2005-07-18 at 2:27 p.m.
Bliss Road

I wanted to tell you before about how one day I was driving with my father somewhere. And although it was recently, I don't remember what our destination was.

All I remember was driving and sitting in my father's new car that he received this Christmas. There were lots of trees and plenty of road. We were silent after a long conversation about nothing in particular. There was the soft murmer of the radio surrounding us.

The point is I couldnt' help but think of life because that is what happens when you drive on country roads. I was trying not to get to quiet because my face gets sad when that happens. The quiet kind of sad.

I would close my eyes and pretend that I had everything I've ever wanted. Basically, my old life before junior year. And I pictured myself growing up in Lee's Summit for those last two important years of my life. Then I tried to envision what I would be like if that did happen. I wondered to myself, "would I still be the same person.' Worse? Better?

Finally, I came to the conclusion that it didn't matter. That none of it did. That all the hoping and daydreaming in the world would never take me back to that place or make my fantasies come true.

I tried to brush away those feelings. I tried to make tell myself certain things, to make sure that my feelings wouldn't get the best of me. And right now, what I've noticed for a long time is that ever since Junior year I am quite different when it comes to coping.I guess my point is that since I have learned to not hurt or make things dramatic, I have lost some sort of sight. The way I use to look at the world differently, profoundly.

I was analyzing it and I've decided it is close to the truth, even if it isn't. I'm just a girl growing up. My point is this paragraph here is a perfect example of what I'm trying to convey.

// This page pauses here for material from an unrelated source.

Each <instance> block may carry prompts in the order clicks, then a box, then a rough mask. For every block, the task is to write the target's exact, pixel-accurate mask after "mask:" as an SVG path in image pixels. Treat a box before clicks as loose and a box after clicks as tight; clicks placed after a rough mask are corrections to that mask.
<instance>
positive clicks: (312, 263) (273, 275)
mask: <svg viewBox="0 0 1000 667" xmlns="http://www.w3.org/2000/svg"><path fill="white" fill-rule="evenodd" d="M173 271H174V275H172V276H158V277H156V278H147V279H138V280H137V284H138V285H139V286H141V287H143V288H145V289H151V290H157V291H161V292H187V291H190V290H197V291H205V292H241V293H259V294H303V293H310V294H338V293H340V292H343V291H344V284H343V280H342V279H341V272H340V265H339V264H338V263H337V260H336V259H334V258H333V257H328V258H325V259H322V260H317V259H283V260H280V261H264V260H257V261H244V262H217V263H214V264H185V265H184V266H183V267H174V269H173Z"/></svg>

I just hardly care anymore to be different. I don't mind being ordinary. It's just not that important anymore.

So after all this thinking I'm brought back to that country road with my father with the forgotten destination. And I just remember that somewhere along that country road, I remember seeing a road branching off to the right that was named Bliss. I looked down that road as we passed by and I couldn't help but think how unfortunate it was on this country road because no one would be able to see Bliss if it's so out of the way.